Limitou-se à afirmação de que “para uma melhor compreensão, considera-se que deve ser ouvida todas as declarações para memória futura prestadas pelos menores, EE, GG, HH e FF”.

Desse mesmo modo, não colocou em evidência os concretos segmentos da prova produzida que se mostram mal apreciados – não basta para isso tecer considerações genéricas – sendo que se lhe impunha que discutisse os diversos segmentos probatórios que, no seu entender, deveriam fundar uma diversa apreciação relativamente a cada um dos específicos pontos de facto que visava impugnar.

Como dissemos supra, não basta afirmar sumariamente que A. ou B. disse isto ou aquilo, que não corresponde ao que foi dado como assente; necessário se mostra que o recorrente, com base nesses elementos probatórios, os discuta face aos restantes e demonstre que o raciocínio lógico e conviccional do tribunal a quo se mostra sem suporte, na análise global a realizar da prova, enunciando concretamente as razões para tal.
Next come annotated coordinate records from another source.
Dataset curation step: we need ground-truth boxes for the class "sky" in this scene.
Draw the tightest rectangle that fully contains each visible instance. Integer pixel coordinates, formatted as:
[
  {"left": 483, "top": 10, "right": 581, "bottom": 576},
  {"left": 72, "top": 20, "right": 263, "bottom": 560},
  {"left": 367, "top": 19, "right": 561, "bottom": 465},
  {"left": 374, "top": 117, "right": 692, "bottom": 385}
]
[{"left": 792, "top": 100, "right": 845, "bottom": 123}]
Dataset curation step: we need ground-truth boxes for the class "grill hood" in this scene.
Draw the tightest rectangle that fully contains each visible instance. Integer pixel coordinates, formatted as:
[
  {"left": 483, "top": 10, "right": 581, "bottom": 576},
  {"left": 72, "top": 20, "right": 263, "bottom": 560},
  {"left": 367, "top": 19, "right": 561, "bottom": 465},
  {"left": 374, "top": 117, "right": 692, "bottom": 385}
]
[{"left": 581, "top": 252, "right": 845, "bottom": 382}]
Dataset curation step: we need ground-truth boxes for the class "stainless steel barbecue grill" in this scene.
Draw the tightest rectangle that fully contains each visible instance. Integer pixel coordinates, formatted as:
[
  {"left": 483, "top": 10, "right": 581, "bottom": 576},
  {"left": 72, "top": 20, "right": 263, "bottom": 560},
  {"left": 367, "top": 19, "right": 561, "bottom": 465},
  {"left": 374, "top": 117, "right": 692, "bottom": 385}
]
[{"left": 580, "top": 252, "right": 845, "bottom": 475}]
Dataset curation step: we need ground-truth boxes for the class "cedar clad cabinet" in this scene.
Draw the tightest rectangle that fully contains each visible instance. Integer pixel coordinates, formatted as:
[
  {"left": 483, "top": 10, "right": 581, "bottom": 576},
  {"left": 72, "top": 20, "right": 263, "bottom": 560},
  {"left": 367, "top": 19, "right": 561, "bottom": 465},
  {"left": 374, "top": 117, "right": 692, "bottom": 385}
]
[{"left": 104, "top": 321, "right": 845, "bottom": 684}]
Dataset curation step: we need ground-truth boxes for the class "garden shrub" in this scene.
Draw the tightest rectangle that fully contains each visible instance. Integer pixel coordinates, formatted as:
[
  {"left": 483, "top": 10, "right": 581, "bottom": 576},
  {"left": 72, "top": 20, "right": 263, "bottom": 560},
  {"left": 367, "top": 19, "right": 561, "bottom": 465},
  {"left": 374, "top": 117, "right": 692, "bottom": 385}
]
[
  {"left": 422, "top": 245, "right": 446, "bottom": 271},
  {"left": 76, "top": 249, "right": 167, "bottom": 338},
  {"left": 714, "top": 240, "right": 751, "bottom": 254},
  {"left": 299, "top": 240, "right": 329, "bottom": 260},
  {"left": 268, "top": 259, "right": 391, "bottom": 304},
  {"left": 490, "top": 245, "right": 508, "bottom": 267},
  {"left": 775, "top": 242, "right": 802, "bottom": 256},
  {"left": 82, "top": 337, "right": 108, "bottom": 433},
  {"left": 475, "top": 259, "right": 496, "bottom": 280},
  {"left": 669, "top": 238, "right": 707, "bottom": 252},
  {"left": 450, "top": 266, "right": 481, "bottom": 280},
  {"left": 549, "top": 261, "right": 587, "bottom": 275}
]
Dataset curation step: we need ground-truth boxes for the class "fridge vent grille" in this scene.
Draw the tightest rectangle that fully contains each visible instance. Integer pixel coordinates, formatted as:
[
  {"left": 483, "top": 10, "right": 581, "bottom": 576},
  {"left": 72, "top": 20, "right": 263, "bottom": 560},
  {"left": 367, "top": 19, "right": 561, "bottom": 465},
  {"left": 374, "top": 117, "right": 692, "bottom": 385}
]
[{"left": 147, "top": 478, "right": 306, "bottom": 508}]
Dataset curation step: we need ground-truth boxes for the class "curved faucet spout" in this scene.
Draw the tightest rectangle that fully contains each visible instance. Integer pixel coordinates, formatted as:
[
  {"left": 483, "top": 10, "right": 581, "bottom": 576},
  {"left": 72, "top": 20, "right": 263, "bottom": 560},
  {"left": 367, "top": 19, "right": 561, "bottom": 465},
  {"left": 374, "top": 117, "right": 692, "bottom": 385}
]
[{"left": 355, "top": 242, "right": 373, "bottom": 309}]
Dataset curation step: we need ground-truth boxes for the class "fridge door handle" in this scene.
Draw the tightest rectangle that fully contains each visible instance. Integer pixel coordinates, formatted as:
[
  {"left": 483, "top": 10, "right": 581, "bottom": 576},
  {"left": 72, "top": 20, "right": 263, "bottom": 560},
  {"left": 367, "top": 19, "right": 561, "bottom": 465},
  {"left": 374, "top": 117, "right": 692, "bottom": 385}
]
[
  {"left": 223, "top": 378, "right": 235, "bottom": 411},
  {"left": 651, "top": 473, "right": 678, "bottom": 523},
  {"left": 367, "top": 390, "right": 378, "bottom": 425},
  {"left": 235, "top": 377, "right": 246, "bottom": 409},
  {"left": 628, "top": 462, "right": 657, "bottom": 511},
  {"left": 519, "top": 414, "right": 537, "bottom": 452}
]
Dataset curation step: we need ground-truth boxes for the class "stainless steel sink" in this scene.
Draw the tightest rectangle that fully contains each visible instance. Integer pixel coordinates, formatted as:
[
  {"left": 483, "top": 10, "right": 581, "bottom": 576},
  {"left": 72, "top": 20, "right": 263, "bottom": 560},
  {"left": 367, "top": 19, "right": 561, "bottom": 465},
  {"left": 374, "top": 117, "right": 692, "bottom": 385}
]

Isto é assim porque se exige que o recorrente – à semelhança do que a lei impõe ao juiz – fundamente a imperiosa existência de erro de julgamento, desmontando e refutando a argumentação expendida pelo julgador, devendo fazê-lo de forma especificada, quer quanto aos pontos de facto, quer quanto aos segmentos da prova produzida.

Uma vez mais deixamos claro que é exigido ao recorrente que pretende invocar a existência de erro de julgamento o cumprimento do ónus de especificação dos segmentos de facto que impugna, mas mais, que os coloque em relação com as provas, concretizando as partes da prova gravada que pretende que sejam ouvidas (se tal for o caso), quais os documentos que pretende que sejam reexaminados, bem como quaisquer outros concretos e especificados elementos probatórios, demonstrando com argumentos a verificação do erro judiciário a que alude.

No caso concreto, o recorrente não cumpriu minimamente tais ónus de especificação – não só não especificou os pontos de facto, como não indicou quais as provas que, quanto a cada um dos concretos factos, na ótica do recorrente, impunham decisão diversa da proferida, com a menção obrigatória das passagens dos concretos depoimentos/declarações que eram, para esse efeito, relevantes.

O recorrente limitou-se, de uma forma geral e global, a afirmar que o Tribunal a quo não valorizou com acerto, a prova produzida.

O recorrente manifesta ter uma diferente convicção da valoração/apreciação da prova, olvidando que não lhe cabe substituir-se ao julgador.

Cabia-lhe, isso sim, individualizar os concretos factos que, em seu entender, não deviam ter sido considerados provados e aqueles que, pelo contrário, o deveriam ter sido e explicar as razões para cada uma das apontadas divergências, como decorre das alíneas a) e b) do citado n.º 3 do art.° 412.° do C.P.P.

Exigência que não se mostra cumprida, nem nas conclusões, nem ao longo de toda a motivação, termos em que, por falta de cumprimento do ónus de especificação previsto no referido n°3 do art.° 412.° do C.P.P., está este tribunal de recurso impossibilitado de reapreciar a matéria de facto.

É verdade que o art 417º nº 3 do C.P.P. estipula que se a motivação do recurso não contiver conclusões, ou destas não for possível deduzir total, ou parcialmente, as indicações previstas nos nºs 2 a 5 do art 412º, o relator convida o recorrente a apresentar, completar ou esclarecer as conclusões formuladas, no prazo de 10 dias, sob pena de o recurso ser rejeitado, ou não ser conhecido na parte afetada.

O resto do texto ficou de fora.